Category: Transplantation

  • 2002 Transplantation: Clinical

Authors

  • Caliskan, Yasar, Saint Louis University School of Medicine, Saint Louis, Missouri, United States
  • Safak, Seda, Istanbul Universitesi Istanbul Tip Fakultesi, Istanbul, Istanbul, Turkey
  • Oto, Ozgur Akin, Istanbul Universitesi Istanbul Tip Fakultesi, Istanbul, Istanbul, Turkey
  • Velioglu, Arzu, Marmara Universitesi, Istanbul, Istanbul, Turkey
  • Yelken, Berna, Koc Universitesi, Istanbul, Istanbul, Turkey
  • Dirim, Ahmet Burak, Istanbul Universitesi Istanbul Tip Fakultesi, Istanbul, Istanbul, Turkey
  • Yildiz, Abdulmecit, Bursa Uludag Universitesi, Bursa, Turkey
  • Mirioglu, Safak, Istanbul Universitesi Istanbul Tip Fakultesi, Istanbul, Istanbul, Turkey
  • Guller, Nurana, Istanbul Universitesi Istanbul Tip Fakultesi, Istanbul, Istanbul, Turkey
  • Yazici, Halil, Istanbul Universitesi Istanbul Tip Fakultesi, Istanbul, Istanbul, Turkey
  • Ersoy, Alparslan, Bursa Uludag Universitesi, Bursa, Turkey
  • Turkmen, Aydin, Istanbul Universitesi Istanbul Tip Fakultesi, Istanbul, Istanbul, Turkey
  • Lentine, Krista L., Saint Louis University School of Medicine, Saint Louis, Missouri, United States
Background

We examined the clinical course of living donors (LDs) to recipients with atypical hemolytic-uremic syndrome (aHUS) and C3 glomerulopathy (C3G) and compared their outcomes with a control group to improve understanding of the clinical course and outcomes of living donation in this context.

Methods

The cohort of LDs of aHUS/C3G recipients (Complement-LD group) and propensity score-matched control LDs without any family history of aHUS/C3G (Control-LD group) were retrospectively identified from data at 4 transplant centers (2003-2021).
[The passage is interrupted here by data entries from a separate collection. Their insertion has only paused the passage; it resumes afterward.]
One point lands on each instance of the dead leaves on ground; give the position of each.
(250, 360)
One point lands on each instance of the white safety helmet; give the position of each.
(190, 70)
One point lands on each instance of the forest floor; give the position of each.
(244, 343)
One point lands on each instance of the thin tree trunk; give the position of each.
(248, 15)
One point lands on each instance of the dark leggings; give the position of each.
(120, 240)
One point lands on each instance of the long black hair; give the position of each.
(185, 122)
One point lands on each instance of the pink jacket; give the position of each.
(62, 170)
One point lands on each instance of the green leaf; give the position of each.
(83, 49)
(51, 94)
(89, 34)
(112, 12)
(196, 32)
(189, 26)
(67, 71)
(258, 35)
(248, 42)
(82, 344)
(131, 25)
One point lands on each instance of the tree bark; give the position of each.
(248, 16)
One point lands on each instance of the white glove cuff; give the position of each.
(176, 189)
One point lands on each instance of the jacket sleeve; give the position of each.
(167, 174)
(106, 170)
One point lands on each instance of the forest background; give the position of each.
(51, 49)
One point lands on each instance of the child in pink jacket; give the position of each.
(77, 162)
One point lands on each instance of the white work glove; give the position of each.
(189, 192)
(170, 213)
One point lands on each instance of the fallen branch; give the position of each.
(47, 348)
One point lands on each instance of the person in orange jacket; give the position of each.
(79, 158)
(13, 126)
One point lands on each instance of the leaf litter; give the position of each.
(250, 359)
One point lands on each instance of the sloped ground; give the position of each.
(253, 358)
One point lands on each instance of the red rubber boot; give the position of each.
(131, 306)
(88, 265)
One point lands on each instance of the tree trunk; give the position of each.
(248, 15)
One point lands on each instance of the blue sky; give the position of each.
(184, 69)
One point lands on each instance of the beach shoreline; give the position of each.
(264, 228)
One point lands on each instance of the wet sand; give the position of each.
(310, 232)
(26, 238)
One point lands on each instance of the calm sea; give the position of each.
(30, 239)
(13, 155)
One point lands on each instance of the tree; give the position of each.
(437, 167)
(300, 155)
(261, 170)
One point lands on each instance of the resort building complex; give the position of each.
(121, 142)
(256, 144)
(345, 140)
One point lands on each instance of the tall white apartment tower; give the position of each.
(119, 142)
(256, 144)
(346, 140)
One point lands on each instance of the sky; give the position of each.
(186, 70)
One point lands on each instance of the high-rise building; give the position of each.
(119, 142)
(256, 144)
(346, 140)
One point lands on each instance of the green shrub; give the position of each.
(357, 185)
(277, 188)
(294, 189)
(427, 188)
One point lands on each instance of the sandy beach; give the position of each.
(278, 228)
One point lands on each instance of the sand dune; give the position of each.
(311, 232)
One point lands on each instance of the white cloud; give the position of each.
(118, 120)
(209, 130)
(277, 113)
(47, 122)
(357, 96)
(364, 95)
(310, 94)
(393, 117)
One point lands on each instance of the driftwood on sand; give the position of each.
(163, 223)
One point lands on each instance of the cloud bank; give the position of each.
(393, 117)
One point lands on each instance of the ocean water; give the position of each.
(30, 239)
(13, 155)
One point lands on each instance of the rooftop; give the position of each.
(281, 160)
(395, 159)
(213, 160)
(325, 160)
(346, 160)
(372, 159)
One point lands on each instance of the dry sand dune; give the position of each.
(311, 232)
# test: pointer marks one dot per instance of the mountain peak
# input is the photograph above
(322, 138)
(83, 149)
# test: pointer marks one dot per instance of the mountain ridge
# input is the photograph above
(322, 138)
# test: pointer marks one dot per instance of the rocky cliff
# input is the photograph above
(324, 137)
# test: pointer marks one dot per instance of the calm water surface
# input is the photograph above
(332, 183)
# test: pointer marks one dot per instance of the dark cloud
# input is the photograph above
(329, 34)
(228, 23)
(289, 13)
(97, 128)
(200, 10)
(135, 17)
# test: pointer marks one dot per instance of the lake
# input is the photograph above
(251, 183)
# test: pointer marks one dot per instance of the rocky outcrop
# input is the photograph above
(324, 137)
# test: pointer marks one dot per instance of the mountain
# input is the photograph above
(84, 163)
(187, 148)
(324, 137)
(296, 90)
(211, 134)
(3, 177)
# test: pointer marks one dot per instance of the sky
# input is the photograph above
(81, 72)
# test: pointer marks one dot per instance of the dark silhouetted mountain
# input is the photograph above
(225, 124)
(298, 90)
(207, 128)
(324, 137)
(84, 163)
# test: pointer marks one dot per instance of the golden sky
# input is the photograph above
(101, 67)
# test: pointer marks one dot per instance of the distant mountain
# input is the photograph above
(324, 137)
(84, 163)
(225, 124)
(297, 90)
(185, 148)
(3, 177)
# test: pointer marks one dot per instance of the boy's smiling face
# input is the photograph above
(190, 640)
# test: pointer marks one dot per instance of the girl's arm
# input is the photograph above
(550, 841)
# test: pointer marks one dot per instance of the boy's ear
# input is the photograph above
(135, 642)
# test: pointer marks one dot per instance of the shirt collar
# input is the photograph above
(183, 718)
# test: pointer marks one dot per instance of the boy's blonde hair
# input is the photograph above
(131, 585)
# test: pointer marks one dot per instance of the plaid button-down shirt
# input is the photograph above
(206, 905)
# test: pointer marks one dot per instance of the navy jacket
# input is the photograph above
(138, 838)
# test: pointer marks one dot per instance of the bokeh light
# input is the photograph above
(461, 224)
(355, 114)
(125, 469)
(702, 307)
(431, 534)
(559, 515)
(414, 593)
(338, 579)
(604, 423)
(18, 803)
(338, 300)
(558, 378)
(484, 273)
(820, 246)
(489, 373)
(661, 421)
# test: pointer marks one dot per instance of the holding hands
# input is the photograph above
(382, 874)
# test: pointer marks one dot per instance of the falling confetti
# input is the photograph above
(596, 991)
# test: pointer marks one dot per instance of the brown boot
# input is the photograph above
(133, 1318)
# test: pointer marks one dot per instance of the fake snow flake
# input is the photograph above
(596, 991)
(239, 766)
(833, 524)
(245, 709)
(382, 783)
LD were followed for major cardiac events (MACE), de novo hypertension, cancer, death, post-donation eGFR and proteinuria.

Results

The cohort comprised 24 LD to recipients with aHUS (46%) and C3G (54%) including 18 related LDs. Long-term outcomes were compared with propensity score-matched control group over 5 years (IQR,3-11.8) follow-up. During follow-up, none of the LDs in complement-LD group developed MACE whereas two LDs in control-LD group developed MACE (18.5%) after 8 (IQR,2.6-12.8) years (p=0.15). New-onset hypertension was similar between groups (20.8% vs 25%, p=0.73) (Table 1). There were no differences between study groups regarding last eGFR and proteinuria levels (p=0.11 and p=0.40, respectively). None of the donors developed kidney failure (eGFR<15ml/min/1.73m2 or dialysis). In complement-LD group a related donor developed gastric cancer and another related donor developed a brain tumor and died at 4th year after donation (Table 1).

Conclusion

The risks of kidney failure, cardiovascular disease, de novo aHUS and C3G in carefully selected LD to recipients with aHUS and C3G appear to be low. Cancer development in related LDs of recipients with complement mediated disease may need further investigation.